Why is it that some of us think imaginatively and others do not? If your life is one of eking out a living in severe poverty, ok…, understandable. But for most people in developed nations this is a somber query. Is there a relationship between doing what you’re told, playing by the rules, living up to someone’s expectations of you, and non-creative thinking? Or is it our fear of being wrong, or fear of making a mistake that causes too many of us to think inside the box, exclusively?

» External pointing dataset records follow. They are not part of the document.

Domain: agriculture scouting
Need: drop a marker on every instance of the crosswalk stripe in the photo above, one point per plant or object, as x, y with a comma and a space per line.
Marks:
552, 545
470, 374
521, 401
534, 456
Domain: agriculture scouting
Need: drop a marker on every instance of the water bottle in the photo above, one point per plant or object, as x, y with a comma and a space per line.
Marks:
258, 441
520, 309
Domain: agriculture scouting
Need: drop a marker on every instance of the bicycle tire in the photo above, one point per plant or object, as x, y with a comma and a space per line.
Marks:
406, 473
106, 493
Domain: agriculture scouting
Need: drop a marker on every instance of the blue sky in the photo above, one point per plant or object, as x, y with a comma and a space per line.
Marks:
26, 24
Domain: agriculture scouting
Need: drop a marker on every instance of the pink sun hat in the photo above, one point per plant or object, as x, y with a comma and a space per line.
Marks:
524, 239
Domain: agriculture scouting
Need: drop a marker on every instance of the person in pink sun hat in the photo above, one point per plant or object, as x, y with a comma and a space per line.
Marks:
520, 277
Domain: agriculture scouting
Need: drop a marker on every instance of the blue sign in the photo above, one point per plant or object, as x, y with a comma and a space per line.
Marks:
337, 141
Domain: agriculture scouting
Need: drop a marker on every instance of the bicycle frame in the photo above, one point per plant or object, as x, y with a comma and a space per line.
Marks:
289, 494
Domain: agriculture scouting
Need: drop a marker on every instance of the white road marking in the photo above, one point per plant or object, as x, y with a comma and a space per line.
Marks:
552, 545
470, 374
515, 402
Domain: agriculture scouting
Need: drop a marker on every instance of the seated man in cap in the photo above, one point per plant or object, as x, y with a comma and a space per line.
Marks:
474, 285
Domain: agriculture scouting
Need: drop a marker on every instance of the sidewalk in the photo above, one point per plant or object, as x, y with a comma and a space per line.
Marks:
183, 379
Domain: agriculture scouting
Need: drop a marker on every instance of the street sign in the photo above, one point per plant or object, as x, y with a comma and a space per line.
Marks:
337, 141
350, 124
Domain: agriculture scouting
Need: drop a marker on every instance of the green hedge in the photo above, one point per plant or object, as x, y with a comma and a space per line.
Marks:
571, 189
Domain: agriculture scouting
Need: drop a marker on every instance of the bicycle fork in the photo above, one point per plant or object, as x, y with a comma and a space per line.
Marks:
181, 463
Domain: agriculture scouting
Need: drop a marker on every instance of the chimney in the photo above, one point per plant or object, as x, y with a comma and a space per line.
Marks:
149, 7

It’s time we started thinking innovatively about, well, everything. Government agencies working together, a North American Economic Union, multi-purpose religious centers (Jews, Muslims & Christians using the same facility), then let our communities use it as a Country Club or Counseling Center in the afternoon or during the week. Or what about local families providing one meal a week through a delivery service for those going through tough times. Maybe even military personnel providing security for Banks & Day-Care Centers! Remember Johannes Gutenberg (printing press), Eli Whitney (cotton gin), Thomas Edison (electric light bulb), Marie Currie (radioactive elements), the Wright brothers (powered flight), Clarence Birdseye (frozen foods), Alexander Fleming (penicillin), Ralph Schneider (credit card), Stephanie Kwolek (Kevlar) Martin Cooper (cell phone), Steve Jobs (Apple), Bill Gates (Microsoft), Ray Fuller (Prozac).

So take that eccentric, whimsical idea tucked away in the back of your head or hiding in the back of your desk drawer— get it out, work on it. You may be the one person to discover, even to create a solution which no one else has thought of. Each of us has more God-given gifts than we will ever use; so go gentle with that egg.